I had to change my orignial 4x12 plan to a 4x4 and a 4x8. I've looked at Thor's site and he only has plans for 4x3 at most. Does anyone have plans for a straight up 4x4 in O or O27? I plan on using Thor's ideas but why no 4x4?

I know it's small, but I am planning a spcific diarama and I think O27 provides the right amount of curves and turns. All the HO size 4x4 I've sene are limited by the limited diamter of turn radius.


----------



## THE TYCO MAN (Aug 23, 2011)

If nothing floats the boat, start planning your ideas! This small space got me into N, but, still and mainly deal with HO and sometimes, my Marx 0-27. N scale maybe a answer. Just depends on you!


----------



## seabilliau (Dec 12, 2011)

I actually found a layout I liked that is an N scale layout page. 
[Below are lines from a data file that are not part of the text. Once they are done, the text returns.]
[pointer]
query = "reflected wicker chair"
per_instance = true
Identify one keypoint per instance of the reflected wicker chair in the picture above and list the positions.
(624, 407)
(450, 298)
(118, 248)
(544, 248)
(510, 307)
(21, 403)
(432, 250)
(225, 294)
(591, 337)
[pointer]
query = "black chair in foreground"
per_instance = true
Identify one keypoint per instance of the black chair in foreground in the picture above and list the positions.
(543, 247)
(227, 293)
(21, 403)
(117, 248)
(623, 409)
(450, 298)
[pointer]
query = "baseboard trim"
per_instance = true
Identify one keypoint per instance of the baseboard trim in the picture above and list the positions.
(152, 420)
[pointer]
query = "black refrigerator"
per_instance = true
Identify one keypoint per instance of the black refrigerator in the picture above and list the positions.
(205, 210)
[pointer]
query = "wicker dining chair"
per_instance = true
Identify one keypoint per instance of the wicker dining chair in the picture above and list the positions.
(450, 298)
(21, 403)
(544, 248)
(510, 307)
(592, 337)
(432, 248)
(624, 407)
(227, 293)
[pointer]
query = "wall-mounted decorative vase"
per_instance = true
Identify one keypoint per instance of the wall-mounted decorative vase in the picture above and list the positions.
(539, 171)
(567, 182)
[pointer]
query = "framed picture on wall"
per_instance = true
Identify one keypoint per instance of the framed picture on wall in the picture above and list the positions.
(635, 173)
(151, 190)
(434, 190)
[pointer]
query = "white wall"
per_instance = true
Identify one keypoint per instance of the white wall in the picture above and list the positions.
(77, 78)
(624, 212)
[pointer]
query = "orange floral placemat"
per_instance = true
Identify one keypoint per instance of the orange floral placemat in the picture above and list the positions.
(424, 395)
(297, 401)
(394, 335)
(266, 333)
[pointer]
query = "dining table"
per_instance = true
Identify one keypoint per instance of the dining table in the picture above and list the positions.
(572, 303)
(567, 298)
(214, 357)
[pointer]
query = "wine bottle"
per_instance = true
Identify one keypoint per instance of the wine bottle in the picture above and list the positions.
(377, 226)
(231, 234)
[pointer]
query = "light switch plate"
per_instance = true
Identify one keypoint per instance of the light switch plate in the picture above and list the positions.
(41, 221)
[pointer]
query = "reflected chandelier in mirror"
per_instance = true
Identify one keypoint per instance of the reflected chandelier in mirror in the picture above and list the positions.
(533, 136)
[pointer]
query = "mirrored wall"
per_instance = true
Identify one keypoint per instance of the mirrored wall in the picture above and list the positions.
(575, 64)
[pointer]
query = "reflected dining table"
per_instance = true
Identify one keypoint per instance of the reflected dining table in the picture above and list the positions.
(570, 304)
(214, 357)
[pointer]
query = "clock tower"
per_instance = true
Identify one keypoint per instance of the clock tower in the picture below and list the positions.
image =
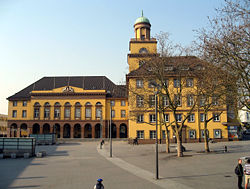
(142, 46)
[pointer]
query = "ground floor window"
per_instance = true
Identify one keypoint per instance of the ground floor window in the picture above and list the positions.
(152, 134)
(217, 133)
(140, 134)
(192, 134)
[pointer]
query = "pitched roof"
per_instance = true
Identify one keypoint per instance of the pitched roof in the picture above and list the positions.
(84, 82)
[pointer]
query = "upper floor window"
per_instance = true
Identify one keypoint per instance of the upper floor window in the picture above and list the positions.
(14, 103)
(190, 82)
(139, 83)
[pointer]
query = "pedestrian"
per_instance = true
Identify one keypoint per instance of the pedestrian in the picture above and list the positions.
(99, 184)
(239, 172)
(247, 173)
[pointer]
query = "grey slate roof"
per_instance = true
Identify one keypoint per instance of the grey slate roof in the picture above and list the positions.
(85, 82)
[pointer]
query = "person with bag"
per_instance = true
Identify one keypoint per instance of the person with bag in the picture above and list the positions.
(239, 172)
(99, 184)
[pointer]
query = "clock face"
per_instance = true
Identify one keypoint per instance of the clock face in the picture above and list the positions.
(143, 50)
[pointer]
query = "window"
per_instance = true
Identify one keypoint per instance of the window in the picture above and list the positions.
(190, 82)
(140, 134)
(192, 134)
(152, 134)
(88, 112)
(190, 100)
(77, 112)
(139, 101)
(123, 103)
(152, 118)
(166, 117)
(202, 133)
(98, 112)
(140, 118)
(179, 117)
(24, 113)
(151, 100)
(24, 103)
(151, 83)
(14, 113)
(112, 102)
(177, 100)
(123, 113)
(177, 83)
(216, 117)
(191, 118)
(139, 83)
(202, 117)
(217, 133)
(165, 101)
(113, 113)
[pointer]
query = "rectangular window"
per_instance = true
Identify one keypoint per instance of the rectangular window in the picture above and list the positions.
(98, 112)
(177, 100)
(139, 101)
(24, 103)
(165, 101)
(113, 113)
(190, 82)
(191, 118)
(139, 83)
(123, 113)
(151, 100)
(217, 133)
(216, 117)
(177, 83)
(123, 103)
(166, 117)
(78, 112)
(190, 100)
(140, 134)
(140, 118)
(179, 117)
(152, 118)
(152, 134)
(88, 113)
(192, 134)
(14, 113)
(112, 102)
(202, 117)
(24, 113)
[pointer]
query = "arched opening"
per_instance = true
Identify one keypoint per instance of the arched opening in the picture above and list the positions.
(77, 131)
(13, 130)
(113, 130)
(57, 130)
(36, 128)
(23, 130)
(46, 128)
(66, 131)
(123, 131)
(87, 131)
(98, 130)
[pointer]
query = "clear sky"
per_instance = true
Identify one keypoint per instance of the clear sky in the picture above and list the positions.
(84, 37)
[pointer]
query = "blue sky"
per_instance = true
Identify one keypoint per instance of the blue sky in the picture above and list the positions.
(76, 37)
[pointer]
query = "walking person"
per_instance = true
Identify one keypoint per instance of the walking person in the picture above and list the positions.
(99, 184)
(239, 172)
(247, 173)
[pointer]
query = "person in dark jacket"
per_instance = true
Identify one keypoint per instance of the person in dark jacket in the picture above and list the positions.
(240, 173)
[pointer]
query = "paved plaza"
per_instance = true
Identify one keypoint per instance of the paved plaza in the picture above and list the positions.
(78, 164)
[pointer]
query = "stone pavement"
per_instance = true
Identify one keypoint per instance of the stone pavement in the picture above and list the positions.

http://www.smallnworking.co.uk/About---Commissions.html

It's the second image. I'm thinking of it in 4x4, o gauge. I really like the simplicity and want to focus more on the modeling for this project rather than just the train side (blasphemy!). I really love the ballast area and the stone walls around it. 

The N scale looks more and more interesting especially as I look at these small layouts. I really don't have much room and like the idea of focusing a lot of effort on detail into a small space rather than a large space, ala 4x8, that I don't really have. 

The problem I have with N scale is I like the smaller British engines rather than the large US ones and it can be difficult finding Graham Farsh and others in the states though I have seen some websites that do have them in the states. 

Hmmmm. We shall see what the future bring


----------